Droit, affaires, management, arbitrage et médiation n'ont plus de secret pour Abdelhakim El Kadiri Boutchich. Radioscopie de ces domaines avec le nouveau président de la haute unité judiciaire spéciale des relations arabo-africaine et européenne. - Vous avez été nommé, le 29 décembre 2022, président de la haute unité judiciaire spéciale des relations arabo-africaine et européenne. Vous devenez ainsi le premier Marocain à occuper ce poste. Quelle est la plus-value de la nomination d'un Marocain à un poste aussi important ? - C'est une question pertinente, vu que le Maroc est en train de s'imposer à l'échelle mondiale, dans les domaines économique, juridique et financier, grâce à la création d'unités multinationales mixtes. Celles-ci favorisent les apports d'investissement étrangers considérables générateurs d'emploi. Le Maroc est considéré comme étant une porte ouverte sur l'Afrique et l'Europe. La nomination d'un Marocain à un poste important permet d'instaurer la paix et la sécurité d'investissement dans toutes les relations réunissant le Maroc avec ses partenaires africains, arabes et européens, par tous les moyens de résolution.
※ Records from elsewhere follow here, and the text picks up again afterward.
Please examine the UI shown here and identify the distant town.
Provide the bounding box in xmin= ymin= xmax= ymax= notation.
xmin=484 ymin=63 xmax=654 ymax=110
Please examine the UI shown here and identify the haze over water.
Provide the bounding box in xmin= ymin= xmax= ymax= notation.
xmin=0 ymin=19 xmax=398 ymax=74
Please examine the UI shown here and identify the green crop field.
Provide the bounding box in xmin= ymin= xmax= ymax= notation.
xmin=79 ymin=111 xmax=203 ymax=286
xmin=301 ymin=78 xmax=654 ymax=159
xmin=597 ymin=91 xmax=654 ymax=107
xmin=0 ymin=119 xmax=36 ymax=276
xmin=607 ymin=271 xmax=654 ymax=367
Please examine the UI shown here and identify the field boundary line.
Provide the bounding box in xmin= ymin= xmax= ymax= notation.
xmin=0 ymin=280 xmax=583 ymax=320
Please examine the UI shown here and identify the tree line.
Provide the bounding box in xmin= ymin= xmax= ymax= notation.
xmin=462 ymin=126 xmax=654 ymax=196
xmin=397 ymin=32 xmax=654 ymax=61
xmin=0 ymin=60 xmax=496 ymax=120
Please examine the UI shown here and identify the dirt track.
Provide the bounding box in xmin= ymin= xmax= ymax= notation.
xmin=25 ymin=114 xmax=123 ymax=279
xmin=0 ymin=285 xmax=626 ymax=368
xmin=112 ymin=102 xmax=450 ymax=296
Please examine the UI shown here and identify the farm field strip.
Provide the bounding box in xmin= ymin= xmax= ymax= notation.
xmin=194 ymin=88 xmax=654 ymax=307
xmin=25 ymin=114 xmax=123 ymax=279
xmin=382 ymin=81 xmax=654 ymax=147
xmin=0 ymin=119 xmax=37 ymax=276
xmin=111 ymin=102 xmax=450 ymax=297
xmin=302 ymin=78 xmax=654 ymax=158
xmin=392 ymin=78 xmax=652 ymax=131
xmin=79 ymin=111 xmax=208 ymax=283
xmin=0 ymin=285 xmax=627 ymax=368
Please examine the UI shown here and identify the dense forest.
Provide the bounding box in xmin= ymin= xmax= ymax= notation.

Ce genre de mission engendra des retours financiers importants en devises. - Quelles seront vos missions au sein de cette haute unité judiciaire? - Je tiens à noter que ma mission prendra fin le 28 décembre 2024. Je m'investis des pouvoirs les plus étendus de la zone géographique afro-arabe et européennes en vue d'entrer en négociation avec des institutions privées afin de transmettre tous les différends qui pourraient naître entre les parties, aux compétences de la cour internationale de résolution des différends par moyen d'arbitrage, de médiation ou de conciliation, ou tout autre moyen de résolution. La mission me met en rapport avec les organismes gouvernementaux pour transmettre les conflits à l'institution judiciaire sus-indiquée sous forme de conventions d'investissement bilatérales «C.I.B ».
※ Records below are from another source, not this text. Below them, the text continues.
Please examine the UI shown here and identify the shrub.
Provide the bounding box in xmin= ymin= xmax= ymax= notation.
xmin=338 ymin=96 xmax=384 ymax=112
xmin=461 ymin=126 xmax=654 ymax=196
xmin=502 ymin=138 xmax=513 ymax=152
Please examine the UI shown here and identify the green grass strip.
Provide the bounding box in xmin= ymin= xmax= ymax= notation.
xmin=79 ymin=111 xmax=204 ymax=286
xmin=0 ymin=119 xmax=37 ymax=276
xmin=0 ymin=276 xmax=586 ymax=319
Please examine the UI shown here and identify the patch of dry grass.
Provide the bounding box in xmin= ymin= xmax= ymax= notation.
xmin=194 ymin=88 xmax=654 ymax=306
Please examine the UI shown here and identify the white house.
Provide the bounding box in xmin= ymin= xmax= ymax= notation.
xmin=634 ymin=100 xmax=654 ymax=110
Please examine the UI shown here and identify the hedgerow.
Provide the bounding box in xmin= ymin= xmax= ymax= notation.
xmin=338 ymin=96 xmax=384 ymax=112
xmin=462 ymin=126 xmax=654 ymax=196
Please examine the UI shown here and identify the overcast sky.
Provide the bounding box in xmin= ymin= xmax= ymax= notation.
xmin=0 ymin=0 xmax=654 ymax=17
Je suis également amené à entrer en négociations avec des instances gouvernementales ou non gouvernementales dans le but d' éviter tous les différends qui pourraient naître pour une raison ou une autre, tout en consultant les instances gouvernementales durant les opérations de paix, après un accord écrit du président du cercle de l'Afrique du Nord et du Moyen Orient de la cour en question, qui se trouve en Egypte dont je dépends.
Sans oublier de mener des investigations dans des situations de crise internationale, de consulter les instances gouvernementales et non gouvernementales dans des opérations de paix et soumettre un rapport pour validation au président de la circonscription de l'Afrique du Nord et du Moyen Orient, dépendant de la Cour internationale des résolutions des différends.
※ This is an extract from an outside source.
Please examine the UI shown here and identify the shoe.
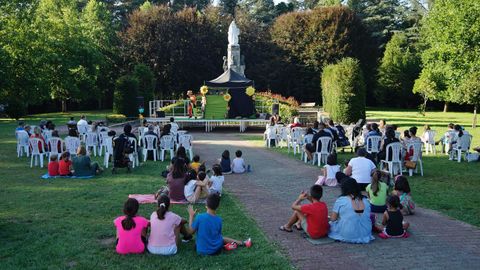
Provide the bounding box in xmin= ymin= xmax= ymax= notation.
xmin=243 ymin=238 xmax=252 ymax=248
xmin=223 ymin=242 xmax=238 ymax=251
- Comment fonctionne la coopération des services marocains avec leurs partenaires internationaux en matière d'arbitrage et de médiation ? -Le traitement des contentieux entre le Maroc et ses partenaires étrangers dépend de la nature de la convention d'arbitrage. Généralement le traitement de ces procès se fait via la cour internationale d'arbitrage concernant les investissements C.R.D.I, comme c'est le cas de la SAMIR et la société espagnole Comercializadora Méditerranée de viviendas (ex Marina d'Or-Loger), et dans l'affaire de Tamesna dans laquelle le Maroc a eu gain de cause bien que le tribunal est étranger.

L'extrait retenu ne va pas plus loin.